In Charles Dickens' novel, Little Dorrit, he is quoted by Bar, a lawyer attending a dinner party held by Mr. Merdle: "a high and solemn occasion, when, as Captain Macheath says, 'the judges are met: a terrible show!' We lawyers are sufficiently liberal, you see, to quote the Captain, though the Captain is severe upon us. Nevertheless, I think I could put in evidence an admission of the Captain's,' said Bar, with a little jocose roll of his head; for, in his legal current of speech, he always assumed the air of rallying himself with the best grace in the world; 'an admission of the Captain's that Law, in the gross, is at least intended to be impartial. For what says the Captain, if I quote him correctly—and if not,' with a light-comedy touch of his double eye-glass on his companion's shoulder, 'my learned friend will set me right:

'Since laws were made for every degree,
To curb vice in others as well as in me,
I wonder we ha'n't better company
Upon Tyburn Tree!'"

== In The Threepenny Opera & Song ==
In Bertolt Brecht's The Threepenny Opera, he is referred to as "Mack the Knife", and is the subject of the song of the same name.

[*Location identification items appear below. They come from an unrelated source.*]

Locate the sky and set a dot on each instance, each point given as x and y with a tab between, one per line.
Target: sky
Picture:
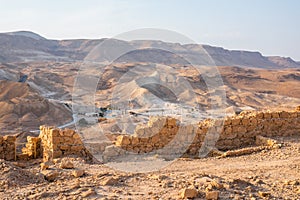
271	27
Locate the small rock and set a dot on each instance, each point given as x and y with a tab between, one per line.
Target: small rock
212	195
189	193
264	194
88	193
45	165
109	181
66	164
78	173
50	175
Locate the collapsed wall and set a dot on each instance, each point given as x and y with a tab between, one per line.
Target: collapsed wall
226	134
8	147
161	133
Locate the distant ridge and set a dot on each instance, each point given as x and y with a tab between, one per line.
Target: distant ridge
23	46
27	34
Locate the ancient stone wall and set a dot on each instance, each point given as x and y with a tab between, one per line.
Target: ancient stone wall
163	135
33	148
57	143
230	133
8	147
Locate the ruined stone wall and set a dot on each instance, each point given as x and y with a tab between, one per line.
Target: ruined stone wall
33	148
230	133
57	143
8	147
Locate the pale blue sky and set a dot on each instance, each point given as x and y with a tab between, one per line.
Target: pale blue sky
269	26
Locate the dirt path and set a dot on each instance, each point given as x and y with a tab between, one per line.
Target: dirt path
274	174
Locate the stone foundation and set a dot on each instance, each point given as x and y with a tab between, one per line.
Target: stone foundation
163	135
228	134
57	143
8	147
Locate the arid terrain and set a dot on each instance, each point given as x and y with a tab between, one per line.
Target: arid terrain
269	174
142	81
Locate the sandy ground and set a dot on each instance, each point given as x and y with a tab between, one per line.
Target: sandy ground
270	174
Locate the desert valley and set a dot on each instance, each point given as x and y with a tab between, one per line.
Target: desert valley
155	127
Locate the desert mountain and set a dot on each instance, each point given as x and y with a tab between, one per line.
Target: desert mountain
27	46
21	106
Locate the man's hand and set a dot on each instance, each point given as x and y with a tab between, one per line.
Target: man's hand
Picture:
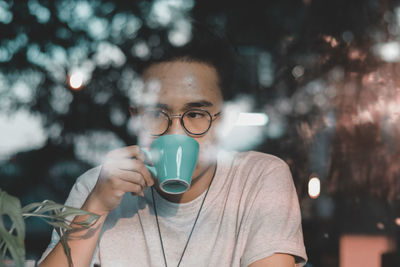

While his character plays roughly the same role as in the work it is derived from, Macheath is a much less romantic character here, described as an arsonist, cutthroat, rapist and seducer of underage girls. The song created for Mack would go onto become very popular within the United States during the 1950s due to many prominent jazz and crooner musicians covering it. Strangely noted, despite captain Mack’s socialist undertones in Brecht’s remake, decades later in 1986, the fast food company McDonald’s, would be inspired by the song “Mack the Knife” and create the mascot character Mac Tonight, to advertise the restaurant as a late night dinner option. Often singing an altered version of the original song in ads, this partially turned the rebellious character into a symbol of capitalism. In 1990, a lawsuit was filed by Dodd Darin, the son of singer Bobby Darin who helped make the original song so popular in the US, alleging McDonald’s had copied his father's mannerisms and style. The company would cease use of their cover of the song and unofficially retired Mac Tonight, with the character only appearing sporadically in commercials in the decades since.